For years, my go-to was George Bowering, a poet I’d first encountered during my high school years. Influences were multiple during my twenties, from John Newlove, Leonard Cohen, Margaret Atwood and Barry McKinnon to bpNichol, Artie Gold, Robert Kroetsch and Judith Fitzgerald, among so many, many others, but Bowering was always my anchor. From him, I learned a consideration of writing my local, and the importance of reading (and supporting) my contemporaries. Every time I read any of his essays, or picked up an anthology he’d edited, it sent me off into dozens of other directions in my reading, which I’ve very much appreciated. Through him, I discovered TISH, the Kootenay School of Writing, the Vehicule Poets, Coach House, Talon, Quebec writers in translation, etcetera. The field was ever-expanding, and seemingly had no limits.
Some of my staples over the past decade or so include Pattie McCarthy, Rosmarie Waldrop, Margaret Christakos, Sawako Nakayasu, Alice Notley, Julie Carr, Susan Howe, Jennifer Kronovet, Marcus McCann, Kate Greenstreet, Anna Gurton-Wachter, Erín Moure, Jordan Abel, derek beaulieu, Ryan Murphy, Cole Swensen, Gil McElroy, and pretty much anything translated by Norma Cole. Amelia Martins had a first book I couldn’t put down for a very long time. Layli Long Soldier should have won every award going for her first collection. There are far more names to list, but I suspect we haven’t infinite space.
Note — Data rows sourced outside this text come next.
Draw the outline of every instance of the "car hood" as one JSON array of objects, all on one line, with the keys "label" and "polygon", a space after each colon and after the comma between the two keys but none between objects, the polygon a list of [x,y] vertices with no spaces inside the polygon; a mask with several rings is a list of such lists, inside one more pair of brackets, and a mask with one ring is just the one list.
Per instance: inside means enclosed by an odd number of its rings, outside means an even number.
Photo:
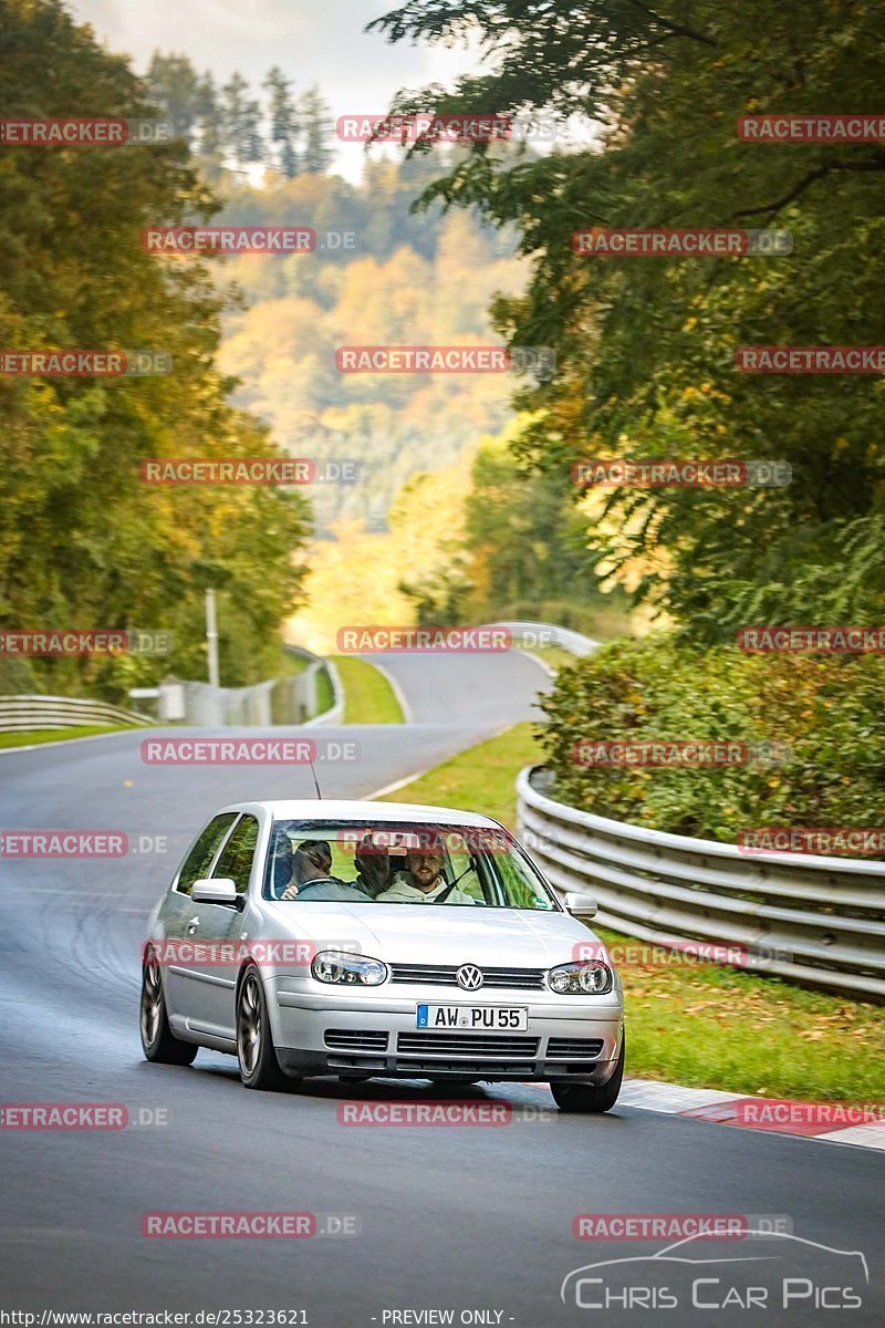
[{"label": "car hood", "polygon": [[317,950],[353,948],[389,964],[498,964],[549,968],[594,940],[571,914],[451,904],[265,904],[265,936]]}]

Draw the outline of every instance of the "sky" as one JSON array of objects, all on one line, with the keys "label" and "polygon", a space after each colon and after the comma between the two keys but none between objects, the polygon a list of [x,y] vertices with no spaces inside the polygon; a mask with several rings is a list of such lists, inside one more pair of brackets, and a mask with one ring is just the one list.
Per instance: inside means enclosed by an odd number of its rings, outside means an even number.
[{"label": "sky", "polygon": [[[362,29],[401,0],[68,0],[111,50],[143,73],[151,53],[190,56],[199,70],[227,82],[235,69],[257,89],[280,65],[295,92],[317,82],[337,118],[382,113],[399,88],[452,82],[479,65],[476,48],[391,46]],[[338,170],[357,179],[360,145],[341,145]]]}]

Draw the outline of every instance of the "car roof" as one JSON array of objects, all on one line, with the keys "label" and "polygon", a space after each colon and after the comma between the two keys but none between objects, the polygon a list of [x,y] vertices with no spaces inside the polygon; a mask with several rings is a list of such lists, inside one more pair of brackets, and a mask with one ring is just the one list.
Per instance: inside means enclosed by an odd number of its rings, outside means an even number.
[{"label": "car roof", "polygon": [[238,802],[220,811],[247,811],[264,807],[275,821],[407,821],[423,825],[448,826],[488,826],[500,829],[498,821],[482,817],[476,811],[458,811],[455,807],[430,807],[417,802],[369,802],[358,798],[344,801],[336,798],[300,798],[292,801]]}]

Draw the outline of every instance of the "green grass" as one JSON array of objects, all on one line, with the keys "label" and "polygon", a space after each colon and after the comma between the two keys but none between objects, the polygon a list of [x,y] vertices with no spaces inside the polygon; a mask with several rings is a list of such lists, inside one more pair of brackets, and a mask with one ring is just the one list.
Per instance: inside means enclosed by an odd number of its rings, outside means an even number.
[{"label": "green grass", "polygon": [[[520,647],[521,649],[521,647]],[[525,655],[533,655],[536,659],[543,660],[555,672],[567,668],[569,664],[577,663],[577,655],[572,655],[563,645],[529,645]]]},{"label": "green grass", "polygon": [[31,733],[0,733],[0,749],[32,746],[34,742],[66,742],[70,738],[92,738],[98,733],[119,733],[129,724],[82,724],[76,729],[33,729]]},{"label": "green grass", "polygon": [[882,1098],[881,1007],[719,964],[620,971],[630,1074],[763,1097]]},{"label": "green grass", "polygon": [[366,660],[349,655],[332,655],[344,687],[345,724],[402,724],[403,713],[397,695],[383,673]]},{"label": "green grass", "polygon": [[[531,724],[429,770],[386,795],[516,822],[513,782],[541,754]],[[641,946],[604,928],[612,944]],[[621,968],[628,1073],[694,1088],[811,1100],[882,1098],[885,1012],[718,964]]]},{"label": "green grass", "polygon": [[433,807],[462,807],[494,817],[512,830],[516,825],[516,774],[540,761],[532,725],[512,729],[480,742],[451,761],[413,780],[382,802],[426,802]]}]

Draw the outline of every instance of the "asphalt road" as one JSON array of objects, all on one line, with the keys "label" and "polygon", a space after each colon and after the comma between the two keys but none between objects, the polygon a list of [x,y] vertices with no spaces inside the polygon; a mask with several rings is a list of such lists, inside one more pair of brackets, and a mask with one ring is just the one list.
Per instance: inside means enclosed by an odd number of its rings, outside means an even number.
[{"label": "asphalt road", "polygon": [[[322,765],[329,795],[372,791],[528,716],[543,683],[520,657],[414,664],[395,660],[393,668],[419,722],[310,730],[320,742],[361,745],[358,761]],[[503,1127],[352,1127],[338,1123],[342,1102],[433,1101],[441,1090],[317,1080],[297,1094],[271,1096],[245,1092],[235,1062],[215,1053],[200,1052],[187,1069],[147,1065],[137,1027],[139,946],[186,841],[227,801],[310,795],[312,786],[305,769],[147,768],[139,741],[125,734],[0,757],[4,829],[122,829],[137,843],[169,835],[166,854],[142,851],[117,865],[0,866],[3,1101],[119,1102],[130,1114],[166,1113],[163,1125],[121,1131],[0,1130],[0,1309],[253,1311],[256,1324],[260,1311],[304,1311],[284,1321],[313,1328],[885,1320],[881,1154],[629,1108],[563,1117],[545,1089],[521,1085],[458,1090],[459,1100],[512,1104]],[[257,1210],[350,1219],[358,1234],[141,1234],[147,1211]],[[852,1284],[856,1270],[849,1275],[845,1256],[795,1244],[784,1254],[785,1275],[813,1288],[796,1313],[775,1296],[764,1309],[693,1309],[697,1270],[686,1264],[671,1266],[665,1279],[677,1309],[663,1308],[659,1292],[655,1301],[654,1287],[650,1307],[629,1315],[577,1308],[575,1297],[567,1305],[560,1284],[572,1270],[662,1246],[579,1242],[572,1220],[586,1212],[784,1215],[803,1240],[862,1251],[870,1284],[856,1288],[861,1308],[815,1311],[817,1282]],[[707,1243],[702,1256],[740,1255],[738,1244],[722,1250]],[[649,1283],[647,1266],[638,1267]],[[772,1267],[764,1266],[766,1276]],[[707,1304],[748,1282],[746,1266],[718,1264],[705,1278],[713,1282],[699,1297]],[[661,1286],[657,1271],[654,1283]],[[588,1284],[582,1295],[593,1301],[596,1291]]]}]

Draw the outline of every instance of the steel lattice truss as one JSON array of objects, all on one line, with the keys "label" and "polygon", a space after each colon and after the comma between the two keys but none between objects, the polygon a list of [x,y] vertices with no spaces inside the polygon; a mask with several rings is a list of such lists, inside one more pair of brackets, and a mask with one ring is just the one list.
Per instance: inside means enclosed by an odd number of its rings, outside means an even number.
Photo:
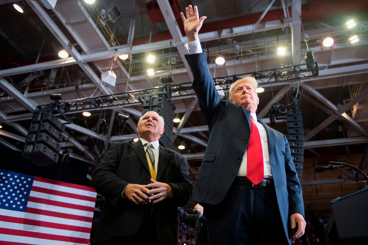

Really, the way one thinks about writing is constantly mutable, and evolving, or at least should be. Just about anything can change the way one thinks about writing, even a poem I might not necessarily find terribly interesting, discovered in the middle of some literary journal, might have some small kernel of “oh, what’s that?” in it; something I might want to consider including in whatever I end up doing next.